Pyspark Script issue due to limited number of ports

JaeHwanChoi · September 5, 2023, 12:33pm

Hello KNIME Support.

The limited number of Pyspark Script ports is causing a major issue for a project we are working on at a client.

There are only 2 ports available at most, and currently we need to export 4 tables through the port due to the ML algorithm within Pyspark Script.

Each table has a constantly changing dataset, so the number of rows and columns and their respective data types are also constantly changing.

I tried to join two tables and use one port, but the number of rows can be 20 million, so I excluded it because it would be an inefficient use of resources.

Also, using code such as write.csv to store data in a specific space is not a behavior that should be done in the current customer environment.

Therefore, we need to export 4 tables only through the port of Pyspark Script, is there any effective way to do it?

We have spent too much time with this issue and still haven’t found a solution. I hope you can help me with this.

Your response will be greatly appreciated.

sascha.wolke · September 5, 2023, 2:03pm

Hi @JaeHwanChoi,

Do you have some example code? Don’t know a Spark ML algorithm that produces four different data frames. Maybe you can split your code and run it in individual nodes?

Cheers,
Sascha

JaeHwanChoi · September 5, 2023, 2:34pm

Thank you for your response. @sascha.wolke

It doesn’t matter which 4 datasets come from the Spark ML algorithm used.

In other words, in simple terms, you are exporting 4 independent datasets to 2 ports.

As a simple example, you can use Python’s built-in data iris,titanic,mpg,diamonds
which is Python’s built-in data, is mixed and exported to two ports.

Unfortunately, the code cannot be split and used as individual nodes.

sascha.wolke · September 6, 2023, 7:39am

Hi @JaeHwanChoi,

You can use four different PySpark nodes, and read one dataset per node. Then you have four nodes with one single dataset output each.

Cheers,
Sascha

JaeHwanChoi · September 6, 2023, 8:07am

Hi @sascha.wolke
Sorry, I didn’t make it clearer.

I used python’s built-in data to illustrate the idea of four independent datasets.

This means that when you run the analysis code inside the Pyspark Script, there are four output tables to pull from. This means that the 4 output tables are all unrelated data, just like each of the Python built-in data in the example above.

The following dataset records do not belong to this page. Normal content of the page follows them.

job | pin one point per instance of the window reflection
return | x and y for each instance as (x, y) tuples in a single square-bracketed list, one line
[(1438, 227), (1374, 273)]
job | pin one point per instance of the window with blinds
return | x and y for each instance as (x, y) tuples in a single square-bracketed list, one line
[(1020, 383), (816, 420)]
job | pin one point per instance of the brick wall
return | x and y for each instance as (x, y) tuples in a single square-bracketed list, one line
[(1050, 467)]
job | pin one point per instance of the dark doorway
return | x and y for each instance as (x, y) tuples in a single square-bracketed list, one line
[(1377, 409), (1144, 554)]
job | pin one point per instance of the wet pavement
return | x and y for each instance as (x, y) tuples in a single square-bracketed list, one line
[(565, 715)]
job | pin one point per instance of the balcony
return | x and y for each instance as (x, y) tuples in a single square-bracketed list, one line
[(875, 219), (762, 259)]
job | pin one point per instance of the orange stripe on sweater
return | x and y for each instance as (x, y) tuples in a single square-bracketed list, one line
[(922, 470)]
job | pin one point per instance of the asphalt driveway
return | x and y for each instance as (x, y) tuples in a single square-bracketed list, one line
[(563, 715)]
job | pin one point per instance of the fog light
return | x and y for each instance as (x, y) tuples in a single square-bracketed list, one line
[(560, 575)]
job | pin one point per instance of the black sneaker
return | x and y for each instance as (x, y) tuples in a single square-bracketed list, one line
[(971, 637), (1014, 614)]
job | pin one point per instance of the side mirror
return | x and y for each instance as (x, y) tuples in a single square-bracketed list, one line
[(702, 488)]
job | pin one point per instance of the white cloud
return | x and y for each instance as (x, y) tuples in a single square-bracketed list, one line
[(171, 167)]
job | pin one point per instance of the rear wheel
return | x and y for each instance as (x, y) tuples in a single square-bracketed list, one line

You shouldn’t use multiple Pyspark Script nodes because it’s very resource inefficient to use two Pyspark Script nodes to pull two of each, which is one of the few alternatives.

sascha.wolke · September 6, 2023, 11:48am

Hi @JaeHwanChoi,

From a Spark perspective, it does not make any difference if you use one or four PySpark snippets. The code gets converted into a Spark internal dependency graph and optimized anyway. You can see this if you connect multiple Spark nodes. The nodes are executed very fast, and only the last node that produces some output, triggers the final execution and takes some time to finish. Spark calls this lazy evaluation.

Cheers,
Sascha

system · December 5, 2023, 11:49am

This topic was automatically closed 90 days after the last reply. New replies are no longer allowed.